Muhammad-Bande discursou na abertura do debate de alto-nível da Assembleia Geral na sede da ONU em Nova Iorque.
Esforços
O representante disse que é preciso “juntar esforços para encontrar soluções para as incontáveis dificuldades de conflitos violentos, terrorismo, desastres naturais, drogas, tráfico sexual e analfabetismo de que milhões de pessoas em todo o mundo sofrem.”
O presidente disse que, em 1945, a ONU foi criada para “garantir que nunca mais se percorresse esse caminho destrutivo.” Apesar de algumas falhas, o representante afirmou que “muito bem aconteceu à humanidade devido ao trabalho desta grande organização.”
Muhammad-Bande destacou depois a “conquista mais recente”, a adoção da Agenda 2030 para o Desenvolvimento Sustentável, que foi adotada pelos países-membros em 2015.
O representante disse que os desafios mundiais “não serão resolvidos por países individualmente, porque exigem uma cooperação focada.”
Paz e pobreza
O presidente da Assembleia Geral disse que “a promoção da paz e segurança internacionais está no centro do trabalho das Nações Unidas” e que estes problemas “devem ser enfrentados de frente.”
Segundo ele, a erradicação da pobreza continua sendo um grande desafio. Bande pediu aos representantes que desenvolvam melhores sistemas de proteção social e canalizem uma proporção significativa dos gastos para grupos marginalizados, que são mais afetados pela pobreza.
O representante afirmou ainda que a mudança climática está piorando problemas como pobreza e escassez de alimentos. Segundo ele, “as consequências de não agir representam perigos graves para o mundo, agora e no futuro.”
Inclusão
Bande disse que é preciso garantir a inclusão de jovens, mulheres e pessoas com deficiência, porque “é a coisa certa.” Mas também porque “garante a expansão da economia e a acentuação da inclusão em todos os países.” Ele destacou “avanços consideráveis” em alguns países-membros, mas disse que “todos os países têm amplo espaço para melhorias.”
Tijjani Muhammad-Bande concluiu dizendo que, para enfrentar esses desafios, o mundo precisa “não cair novamente nas amargas rivalidades do passado.”
Exemplos
O representante afirmou que “existem muitas provas de que grandes coisas são possíveis com coragem, firmeza e empatia.”

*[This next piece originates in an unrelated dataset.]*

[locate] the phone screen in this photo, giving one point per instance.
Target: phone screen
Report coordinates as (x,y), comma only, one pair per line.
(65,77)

Ele destacou o exemplo De Mahatma Ghandi, que liderou uma campanha bem-sucedida pela independência da Índia, da jovem Greta Thunberg, ativista na área climática, e Nelson Mandela, que permaneceu combateu o Apartheid na África do Sul. Falou ainda sobre Malala Yousafzai, Martin Luther King Jr., ou Abubakar Abdullahi, um nigeriano que salvou a vida de mais de 250 cristãos durante um ataque.
Muhammad-Bande terminou o discurso dizendo que “há um grande trabalho a ser feito” e não há “espaço para cinismo ou apatia.”
Encontro
O debate de alto-nível da Assembleia Geral começou esta terça-feira com um discurso do secretário-geral da ONU, António Guterres.
O chefe da ONU disse que se está “vivendo num mundo de inquietudes.” Segundo ele, “muitas pessoas temem ser pisoteadas, frustradas, abandonadas, deixadas para trás.”
De acordo com a ONU, a nova sessão terá como prioridades temas como paz e segurança, erradicação da pobreza, fome zero, educação de qualidade, ação climática e inclusão. As reuniões também darão ênfase aos direitos humanos e à paridade de gênero.
Nesta terça-feira, discursam os presidentes de Angola, João Lourenço, do Brasil, Jair Bolsonaro, e de Portugal, Marcelo Rebelo de Sousa.